Four famous figures stand out in the history of traditional Chinese medicine. They are Bian Que, Huatuo, Sun Simiao, and Li Shizhen. Bian Que is the earliest known physician, from China’s Warring States period, 770 to 221 B.C. According to historical texts, Bian Que had supernormal abilities and could see through a human body. He was the founder of the pulse-taking diagnosis.
Legend has it that Bian Que revived the crown prince of the state of Guo — believed to be dead. Using pulse diagnosis, Bian Que found the prince was in a coma, and treated him with acupuncture. Thus, Bian Que was known as “the doctor who brings the dead back to life.”
Hua Tuo is known as China’s first surgeon, living during the late Han Dynasty and early Three Kingdoms era. According to historical texts, Hua Tuo was called the “Divine physician” or “Shenyi” in Chinese.
Hua Tuo invented Ma Fei San — an anesthetic drug used to reduce pain during surgery. One story has it that Hua Tuo treated Guan Yu — the famous general of Emperor Liu Bei in the Shu state during the Three Kingdoms period.
A poisoned arrow had injured Guan’s right arm during a battle. Hua Tuo applied his anesthetic, made a cut in Guan’s right arm, and then cut away the poisoned part of the flesh. The surgery was done while Guan was playing a board game.
According to historical accounts, Hua Tuo saw a tumor in Cao Cao’s brain and suggested brain surgery. But Cao Cao — ruler of the Wei state during the Three Kingdoms era — thought Hua Tuo wanted to kill him. He imprisoned Hua Tuo, who died in prison. Later Cao Cao died of this illness.
Hua Tuo is also known for developing Wuqinxi — the Five Animals Daoist qigong exercises.
Sun Simiao from the Tang Dynasty was known as China’s King of Medicine. His key role was the compilation of pre-Tang Dynasty clinical practices and medical theories into two books.
Li Shizhen from the Ming Dynasty is one of the greatest Chinese herbalists. He’s regarded as the father of traditional Chinese medicine and the patron saint of Chinese herbal medicine. Li’s key contribution was the Compendium of Herbs or Bencao Gangmu (本草纲目) in Chinese. The book covers nearly 1900 (1892) different herbs in 60 different categories.

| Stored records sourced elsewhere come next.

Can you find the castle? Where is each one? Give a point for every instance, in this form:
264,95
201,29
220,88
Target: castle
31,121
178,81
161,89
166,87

In ancient China, these great physicians were said to have had supernatural abilities. They could see through the human body with the Third Eye.
According to traditional Chinese thought, this third eye is located in the forehead, slightly above and in between the eyebrows, and can be activated through spiritual cultivation practice. While this is a mystical concept, the Third Eye is part of the pineal gland. Today, modern medical science recognizes that the front part of the pineal gland contains the exact structure of a human eye.